A metà degli anni Settanta nasceva anche la Scuola diocesana di Teologia, divenuta nel 1985 Istituto Interdiocesano di Scienze Religiose e nel 2006 aula distaccata dell’ISSR di Bologna, dipendente dalla Facoltà Teologica dell’Emilia-Romagna. Nel 2009 il decreto di abolizione delle aule o sedi distaccate creò le basi per costituire l’ISSR “Sant’Apollinare”. Cinque diocesi romagnole (Forlì-Bertinoro, Cesena-Sarsina, Faenza-Modigliana, Ravenna-Cervia e Imola) individuarono nel Seminario di via Lunga la struttura ideale per centralità, facilità d’accesso, possibilità d’ammodernamento.
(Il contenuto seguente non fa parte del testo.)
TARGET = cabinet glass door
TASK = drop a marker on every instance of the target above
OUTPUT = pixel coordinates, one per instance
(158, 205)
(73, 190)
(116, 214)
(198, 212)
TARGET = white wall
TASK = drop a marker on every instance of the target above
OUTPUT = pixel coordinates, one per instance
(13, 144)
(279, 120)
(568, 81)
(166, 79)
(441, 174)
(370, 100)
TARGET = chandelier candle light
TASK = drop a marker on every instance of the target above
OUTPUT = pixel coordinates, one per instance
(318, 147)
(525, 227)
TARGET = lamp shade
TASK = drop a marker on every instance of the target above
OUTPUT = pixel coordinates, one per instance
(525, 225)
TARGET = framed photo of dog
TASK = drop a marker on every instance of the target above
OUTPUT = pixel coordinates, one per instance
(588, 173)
In breve, le stesse diocesi si accordarono per adeguare la struttura alle mutate esigenze, rinnovando l’Aula Magna, le aule didattiche e seminariali – tutte climatizzate e dotate dei più moderni strumenti informatici e multimediali – gli uffici, la biblioteca, il punto di ristoro e il parcheggio.
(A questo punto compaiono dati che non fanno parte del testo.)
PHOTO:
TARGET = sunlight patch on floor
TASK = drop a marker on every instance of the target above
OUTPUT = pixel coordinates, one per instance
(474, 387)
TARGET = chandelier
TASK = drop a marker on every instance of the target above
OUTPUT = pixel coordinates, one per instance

Il 29 giugno 1963 l’allora vescovo mons. Paolo Babini benediceva la posa della prima pietra di quello che sarebbe presto diventato il nuovo Seminario di Forlì. Occorsero tre anni per realizzarlo: mezzo secolo più tardi, altri tre anni sono stati necessari per ristrutturarne il piano terreno, una parte degli ambienti seminterrati, un piccolo ambiente al primo piano destinato a cappellina e tutta l’area esterna d’accesso e sosta. Anche ora sarà il vescovo, mons. Lino Pizzi, a benedire il felice traguardo raggiunto dal Seminario e, in singolare coincidenza, dal suo attuale rettore, mons. Dino Zattini, la cui “prima pietra” sacerdotale veniva posta proprio nel medesimo giorno di cinquant’anni fa.

 

L’appuntamento per celebrare queste importanti ricorrenze è fissato per il pomeriggio di giovedì 20 giugno, a partire dalle 17.45. Dopo il saluto di S. E. mons. Pizzi, la presentazione ufficiale dei lavori e il giubileo di lode di mons. Zattini precederanno l’inaugurazione dell’Aula Magna intitolata a mons. Luigi Amaducci (che di mons. Zattini è stato per più di due decenni il predecessore) e lo svelamento dell’affresco “In verità vi dico”, dono del m° Ido Erani e destinato ad ornare la parete retrostante l’altare della nuova cappellina al primo piano.

 

A seguire, convivio nel parco: con il rinfresco allietato dalle musiche di Mozart, Bach e Vivaldi interpretate dal Quartetto d’archi dell’Orchestra “Bruno Maderna” (con Katia Mattioli e Igor Buscherini al violino, Mascia Turci alla viola e Paolo Baldoni al violoncello).